CQUESST is a Bayesian statistical framework that models soil carbon sequestration dynamics over time, incorporating uncertainties and enabling analysis of treatment effects in agricultural experiments.

Contribution

It introduces a fully Bayesian, stochastic modeling approach for soil carbon cycling that scales efficiently for large datasets and multiple experimental treatments.

Findings

CQUESST accurately estimates soil-carbon fluxes under different treatments.

The framework quantifies uncertainties in soil-carbon dynamics and parameters.

It demonstrates scalable implementation in Stan for large-scale agricultural data.

Abstract

A statistical framework we call CQUESST (Carbon Quantification and Uncertainty from Evolutionary Soil STochastics), which models carbon sequestration and cycling in soils, is applied to a long-running agricultural experiment that controls for crop type, tillage, and season. The experiment, known as the Millenium Tillage Trial (MTT), ran on 42 field-plots for ten years from 2000-2010; here CQUESST is used to model soil carbon dynamically in six pools, in each of the 42 agricultural plots, and on a monthly time step for a decade.
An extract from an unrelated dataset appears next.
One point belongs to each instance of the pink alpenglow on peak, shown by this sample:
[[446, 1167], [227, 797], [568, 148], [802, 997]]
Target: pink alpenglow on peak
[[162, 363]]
We show how CQUESST can be used to estimate soil-carbon cycling rates under different treatments. Our methods provide much-needed statistical tools for quantitatively inferring the effectiveness of different experimental treatments on soil-carbon sequestration. The decade-long data are of multiple observation types, and these interacting time series are ingested into a fully Bayesian model that has a dynamic stochastic model of multiple pools of soil carbon at its core. CQUESST's stochastic model is motivated by the deterministic RothC soil-carbon model based on nonlinear difference equations. We demonstrate how CQUESST can estimate soil-carbon fluxes for different experimental treatments while acknowledging uncertainties in soil-carbon dynamics, in physical parameters, and in observations. CQUESST is implemented efficiently in the probabilistic programming language Stan using its MapReduce parallelization, and it scales well for large numbers of field-plots, using software libraries that allow for computation to be shared over multiple nodes of high-performance computing clusters.